Assuming, without deciding, that a bona fide change of conscience could constitute an involuntary change of status within the meaning of Regulation 1625.2,5 the regulation certainly contemplates prompt notification to the board as a necessary condition for reopening and reclassification. Just as a board is justified in refusing to reopen a classification when the request comes after notice of induction and is based upon a change of status antedating the notice, Keene v. United States, 266 F.2d 378 (10th Cir. 1959), so the board is justified in declining to reopen a classification upon a request made after the registrant has refused to submit to induction. United States v. Monroe, 150 F.Supp. 785 (S.D.Cal.1957).6
The record in the instant case shows that at no time prior to his refusal to be inducted did defendant claim to be a conscientious objector or advise the local board of any change in his status. There is no indication that at the time he refused induction defendant attempted to explain his action. Nor did he thereafter make any effort to contact his board. On July 13, 1960, three months after he had refused to submit to induction, and in response to the board’s invitation, defendant appeared and for the first time stated that his religious convictions precluded any form of military service.

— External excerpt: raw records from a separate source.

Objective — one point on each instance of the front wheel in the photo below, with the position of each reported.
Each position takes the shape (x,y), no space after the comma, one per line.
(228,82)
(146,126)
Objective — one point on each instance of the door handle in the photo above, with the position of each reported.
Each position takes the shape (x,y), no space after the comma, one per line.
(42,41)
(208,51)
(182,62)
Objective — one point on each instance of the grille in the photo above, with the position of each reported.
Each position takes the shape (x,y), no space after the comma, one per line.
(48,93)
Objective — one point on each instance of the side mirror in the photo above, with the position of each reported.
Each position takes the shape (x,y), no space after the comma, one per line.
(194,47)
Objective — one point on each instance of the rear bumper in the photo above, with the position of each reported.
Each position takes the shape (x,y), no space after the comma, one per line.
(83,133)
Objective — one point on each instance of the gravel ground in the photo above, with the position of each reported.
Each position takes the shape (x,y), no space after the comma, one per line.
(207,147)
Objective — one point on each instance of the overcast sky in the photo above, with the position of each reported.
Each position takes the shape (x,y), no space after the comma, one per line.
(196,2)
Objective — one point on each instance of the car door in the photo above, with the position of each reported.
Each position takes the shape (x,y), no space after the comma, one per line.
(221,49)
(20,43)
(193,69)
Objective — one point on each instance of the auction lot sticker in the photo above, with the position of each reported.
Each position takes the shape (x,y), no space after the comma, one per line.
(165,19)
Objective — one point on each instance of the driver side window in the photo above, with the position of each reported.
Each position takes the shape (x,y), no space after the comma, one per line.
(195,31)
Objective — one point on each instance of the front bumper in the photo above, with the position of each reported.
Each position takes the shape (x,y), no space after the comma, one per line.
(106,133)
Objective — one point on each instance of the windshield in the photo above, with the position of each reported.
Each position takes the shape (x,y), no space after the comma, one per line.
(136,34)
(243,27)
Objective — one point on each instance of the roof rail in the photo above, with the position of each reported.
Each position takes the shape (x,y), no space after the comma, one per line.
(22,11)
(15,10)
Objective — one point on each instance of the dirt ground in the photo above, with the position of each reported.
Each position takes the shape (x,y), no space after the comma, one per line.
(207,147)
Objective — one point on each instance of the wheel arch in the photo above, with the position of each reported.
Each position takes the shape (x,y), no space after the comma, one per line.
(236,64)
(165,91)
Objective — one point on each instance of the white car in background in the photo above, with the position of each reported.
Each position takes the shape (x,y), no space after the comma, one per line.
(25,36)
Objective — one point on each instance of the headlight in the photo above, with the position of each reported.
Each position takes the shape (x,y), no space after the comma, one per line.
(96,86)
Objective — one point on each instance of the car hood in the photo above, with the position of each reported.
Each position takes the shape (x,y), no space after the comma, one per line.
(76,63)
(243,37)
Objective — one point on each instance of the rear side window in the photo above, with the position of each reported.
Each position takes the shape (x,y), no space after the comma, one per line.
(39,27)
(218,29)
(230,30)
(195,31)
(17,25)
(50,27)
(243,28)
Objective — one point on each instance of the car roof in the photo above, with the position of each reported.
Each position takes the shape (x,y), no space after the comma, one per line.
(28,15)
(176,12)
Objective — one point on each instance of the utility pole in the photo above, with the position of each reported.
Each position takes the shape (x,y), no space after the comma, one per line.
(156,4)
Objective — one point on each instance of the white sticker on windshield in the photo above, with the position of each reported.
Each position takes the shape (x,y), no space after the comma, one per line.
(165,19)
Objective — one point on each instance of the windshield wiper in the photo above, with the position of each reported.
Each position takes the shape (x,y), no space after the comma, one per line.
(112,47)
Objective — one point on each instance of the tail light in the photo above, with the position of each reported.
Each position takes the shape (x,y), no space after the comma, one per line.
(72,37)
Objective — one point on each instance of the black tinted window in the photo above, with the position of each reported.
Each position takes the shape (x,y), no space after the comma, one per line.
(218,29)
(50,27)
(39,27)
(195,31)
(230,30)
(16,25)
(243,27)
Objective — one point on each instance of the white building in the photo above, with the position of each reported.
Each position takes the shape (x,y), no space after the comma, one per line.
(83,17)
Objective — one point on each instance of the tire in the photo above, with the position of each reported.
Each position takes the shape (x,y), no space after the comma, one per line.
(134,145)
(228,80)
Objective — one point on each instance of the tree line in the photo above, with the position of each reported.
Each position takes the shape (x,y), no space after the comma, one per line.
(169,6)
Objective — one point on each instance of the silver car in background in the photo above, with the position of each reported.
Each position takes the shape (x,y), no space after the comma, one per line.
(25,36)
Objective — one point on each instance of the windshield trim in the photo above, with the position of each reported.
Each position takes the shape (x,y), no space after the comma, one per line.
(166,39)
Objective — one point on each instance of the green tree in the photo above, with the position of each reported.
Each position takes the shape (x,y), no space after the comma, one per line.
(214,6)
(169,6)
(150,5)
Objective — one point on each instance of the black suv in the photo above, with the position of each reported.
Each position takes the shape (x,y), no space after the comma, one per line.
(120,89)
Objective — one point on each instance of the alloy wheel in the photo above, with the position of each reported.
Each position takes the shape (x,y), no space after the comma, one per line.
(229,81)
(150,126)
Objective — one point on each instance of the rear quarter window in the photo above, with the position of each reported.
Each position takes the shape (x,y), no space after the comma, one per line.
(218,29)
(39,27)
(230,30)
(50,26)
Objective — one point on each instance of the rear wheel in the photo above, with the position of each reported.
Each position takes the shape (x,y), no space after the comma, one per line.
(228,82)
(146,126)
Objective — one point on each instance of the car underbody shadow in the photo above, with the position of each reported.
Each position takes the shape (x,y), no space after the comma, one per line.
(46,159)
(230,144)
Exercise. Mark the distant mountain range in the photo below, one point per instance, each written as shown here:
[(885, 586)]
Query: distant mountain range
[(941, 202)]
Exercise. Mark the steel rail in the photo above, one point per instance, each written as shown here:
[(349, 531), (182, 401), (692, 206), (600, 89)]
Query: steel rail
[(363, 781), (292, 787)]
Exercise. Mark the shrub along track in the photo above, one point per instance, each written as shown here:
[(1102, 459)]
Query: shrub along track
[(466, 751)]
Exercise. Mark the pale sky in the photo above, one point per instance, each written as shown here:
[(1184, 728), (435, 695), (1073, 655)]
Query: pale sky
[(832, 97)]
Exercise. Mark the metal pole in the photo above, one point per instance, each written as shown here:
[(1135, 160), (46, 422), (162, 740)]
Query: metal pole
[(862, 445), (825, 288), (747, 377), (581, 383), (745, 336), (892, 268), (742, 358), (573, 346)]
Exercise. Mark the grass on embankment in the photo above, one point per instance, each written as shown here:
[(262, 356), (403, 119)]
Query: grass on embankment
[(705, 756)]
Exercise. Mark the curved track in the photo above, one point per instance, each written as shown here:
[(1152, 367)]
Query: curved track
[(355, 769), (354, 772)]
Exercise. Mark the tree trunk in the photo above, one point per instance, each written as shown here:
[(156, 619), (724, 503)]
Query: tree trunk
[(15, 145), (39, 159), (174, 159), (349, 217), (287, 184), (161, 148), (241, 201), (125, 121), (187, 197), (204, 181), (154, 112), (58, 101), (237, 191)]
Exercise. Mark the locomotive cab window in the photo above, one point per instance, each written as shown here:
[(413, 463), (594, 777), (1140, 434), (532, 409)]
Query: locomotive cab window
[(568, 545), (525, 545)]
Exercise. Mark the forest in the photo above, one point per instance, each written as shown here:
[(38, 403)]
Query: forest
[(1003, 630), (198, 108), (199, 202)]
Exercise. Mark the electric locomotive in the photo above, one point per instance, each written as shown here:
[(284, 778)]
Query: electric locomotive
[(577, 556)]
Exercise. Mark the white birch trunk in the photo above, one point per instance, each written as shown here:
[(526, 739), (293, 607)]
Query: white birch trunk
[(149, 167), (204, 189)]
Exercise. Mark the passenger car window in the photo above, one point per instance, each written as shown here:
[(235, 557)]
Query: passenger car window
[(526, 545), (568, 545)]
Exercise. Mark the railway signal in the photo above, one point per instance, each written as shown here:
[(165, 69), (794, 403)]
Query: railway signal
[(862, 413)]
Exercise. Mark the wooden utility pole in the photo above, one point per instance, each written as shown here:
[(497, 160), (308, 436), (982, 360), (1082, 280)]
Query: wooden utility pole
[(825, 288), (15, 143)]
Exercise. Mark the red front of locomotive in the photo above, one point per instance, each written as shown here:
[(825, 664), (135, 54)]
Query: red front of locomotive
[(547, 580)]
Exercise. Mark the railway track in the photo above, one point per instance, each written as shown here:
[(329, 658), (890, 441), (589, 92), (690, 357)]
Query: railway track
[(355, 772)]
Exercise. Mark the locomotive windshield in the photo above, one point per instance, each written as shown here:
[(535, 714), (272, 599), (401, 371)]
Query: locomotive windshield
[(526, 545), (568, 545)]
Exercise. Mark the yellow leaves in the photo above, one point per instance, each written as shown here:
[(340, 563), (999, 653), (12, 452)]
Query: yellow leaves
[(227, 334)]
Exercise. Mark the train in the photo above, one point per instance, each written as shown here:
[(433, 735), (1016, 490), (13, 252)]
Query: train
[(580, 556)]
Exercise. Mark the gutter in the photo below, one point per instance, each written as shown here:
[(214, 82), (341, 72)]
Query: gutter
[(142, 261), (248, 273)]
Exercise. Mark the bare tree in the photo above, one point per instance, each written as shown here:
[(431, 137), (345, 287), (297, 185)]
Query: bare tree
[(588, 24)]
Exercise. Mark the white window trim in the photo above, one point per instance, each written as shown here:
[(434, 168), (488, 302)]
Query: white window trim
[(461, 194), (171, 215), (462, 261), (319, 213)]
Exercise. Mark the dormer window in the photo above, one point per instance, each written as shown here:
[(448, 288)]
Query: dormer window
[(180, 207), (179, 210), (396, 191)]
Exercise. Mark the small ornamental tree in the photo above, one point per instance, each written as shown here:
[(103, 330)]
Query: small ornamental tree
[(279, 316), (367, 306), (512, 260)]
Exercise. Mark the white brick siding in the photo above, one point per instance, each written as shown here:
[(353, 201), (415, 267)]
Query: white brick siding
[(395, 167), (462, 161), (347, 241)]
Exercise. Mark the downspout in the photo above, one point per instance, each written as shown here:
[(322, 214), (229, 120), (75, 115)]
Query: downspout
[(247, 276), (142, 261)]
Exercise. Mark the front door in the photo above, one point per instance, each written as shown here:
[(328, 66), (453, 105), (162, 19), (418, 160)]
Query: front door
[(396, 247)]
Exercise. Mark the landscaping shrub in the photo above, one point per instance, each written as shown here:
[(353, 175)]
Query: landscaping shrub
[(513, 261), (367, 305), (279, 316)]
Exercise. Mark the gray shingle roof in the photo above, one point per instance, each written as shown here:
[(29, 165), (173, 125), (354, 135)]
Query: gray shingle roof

In addition, there is nothing in the record which indicates that defendant ever requested reclassification to I-O. In fact, when the chairman of the local board asked “Will you accept work in an institution?” defendant replied “No.” Even the written statement which defendant submitted to the board does not contain a request for reclassification.
Thus it appears that the board was acting on its own initiative in considering whether to reopen defendant’s classification following his refusal to be inducted. Moreover, on the basis of defendant’s own information, it cannot be said with assurance that his change of conscience took place in the interval between the mailing of the induction notice (March 28, 1960) and the day set for induction (April 12, 1960). Therefore, even if defendant had presented his information to the board before the day for induction, it does not appear that he made out a prima facie case for reclassification based upon a change of status developing after March 28,1960. Cf. Dickinson v. United States, 346 U.S. 389, 74 S.Ct. 152, 98 L.Ed.2d 132 (1953); United States v. Brown, 129 F.Supp. 237 (D.N.J.1955); United States v. Williams, D.Conn.1954, Crim. No. 8917 (unreported opinion).
I therefore reach the following conclusions :
1. Defendant was lawfully classified I-A and ordered to report for induction.
2. Defendant committed the offense charged by refusing to submit to induction under a valid order on April 12,1960.
[915]*9153. Any claim for exemption by reason of defendant’s religious scruples was waived by his failure to assert the same in the time and manner prescribed by the Selective Service regulations.
4. The local Selective Service board was not required to entertain a claim for exemption first advanced after defendant refused induction.
5. The local board, in any event, did not act arbitrarily in declining to reopen defendant’s classification on the basis of the information adduced by him, since such information did not prima facie establish a change in status resulting from circumstances beyond defendant’s control occurring between the mailing of the order to report for induction and the time scheduled for induction.
I find the defendant guilty as charged, and the matter is referred to the probation department for pre-sentence investigation and report.